Later on while I was in college, I spent a semester studying in Sevilla, Spain. I lived with Nani, a sassy Spaniard who raised three children on her own and didn’t take crap from anyone. She yelled at the T.V. She smoked and had a mouth like a sailor. She was unapologetic in the way she lived life. Her cooking reflected the same attitude.
She managed her own business making hand-sewn Flamenco dresses. She would run home during lunch hour and whip up the most insane gazpacho I’d ever tasted. She was a different kind of mom with a different style of cooking that still managed to make me feel warm and fuzzy inside.
Her dishes were simple. Her dining room table was small and casual. But the understated furnishings stood in stark contrast to the energy and vibrancy in her food. She encouraged table banter that far outlasted the coffee and fresh oranges we noshed on after dinner.
After college, I lived in Honduras as a Peace Corps volunteer. The day I arrived at the small village I would call home, Mina, my host mother, read the fear and shock on my face. She sat me down in her kitchen and invited me to help her shuck corn. In her small kitchen with turquoise walls and a wood-burning stole she preformed triage. Instead of a splint, she handed me a dull knife. In place of a bedpan, I got a bucket to collect the kernels.

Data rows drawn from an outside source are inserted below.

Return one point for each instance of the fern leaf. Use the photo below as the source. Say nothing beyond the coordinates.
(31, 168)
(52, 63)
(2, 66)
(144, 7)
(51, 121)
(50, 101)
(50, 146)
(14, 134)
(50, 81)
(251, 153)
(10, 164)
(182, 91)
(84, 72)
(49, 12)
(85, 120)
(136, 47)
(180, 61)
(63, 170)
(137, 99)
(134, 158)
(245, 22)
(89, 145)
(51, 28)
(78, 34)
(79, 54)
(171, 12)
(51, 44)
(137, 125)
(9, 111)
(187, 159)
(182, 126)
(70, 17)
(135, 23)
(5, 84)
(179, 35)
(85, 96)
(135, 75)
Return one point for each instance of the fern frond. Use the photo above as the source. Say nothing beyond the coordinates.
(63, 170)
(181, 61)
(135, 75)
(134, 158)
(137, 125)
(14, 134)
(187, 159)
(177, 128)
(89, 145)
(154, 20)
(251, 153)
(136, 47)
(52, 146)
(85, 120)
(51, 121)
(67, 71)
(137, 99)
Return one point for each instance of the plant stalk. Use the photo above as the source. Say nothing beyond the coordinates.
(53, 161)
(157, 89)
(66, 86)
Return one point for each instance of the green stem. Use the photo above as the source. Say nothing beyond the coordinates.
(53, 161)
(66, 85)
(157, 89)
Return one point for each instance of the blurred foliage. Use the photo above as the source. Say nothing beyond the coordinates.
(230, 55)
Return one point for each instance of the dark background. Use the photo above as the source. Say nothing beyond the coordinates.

She taught me how to make tortillas de maize and sopa de gallina indina. Each tortilla, black bean, and fried egg she served carried a little bit of Mina in it. Her round belly, short stature and permanent smile made her loveable; her food made her unforgettable. When I contemplated changing sites due to on-going health issues, it was the moments I spent with Mina in her kitchen that made me pause.
Each woman represents something different for me, but I am inextricably linked to all of them through the moments we shared in the kitchen. It was a linchpin, a place to connect through the communal process of creating something bigger than us.
In moments of pure, unadulterated joy and heavy, low-hanging sadness, the kitchen has always been the place where I’ve found sattva, a lucidity, an equilibrium. The acts of eating and cooking serve a guidepost to mark what matters most: the people with whom we most long to connect and cherish.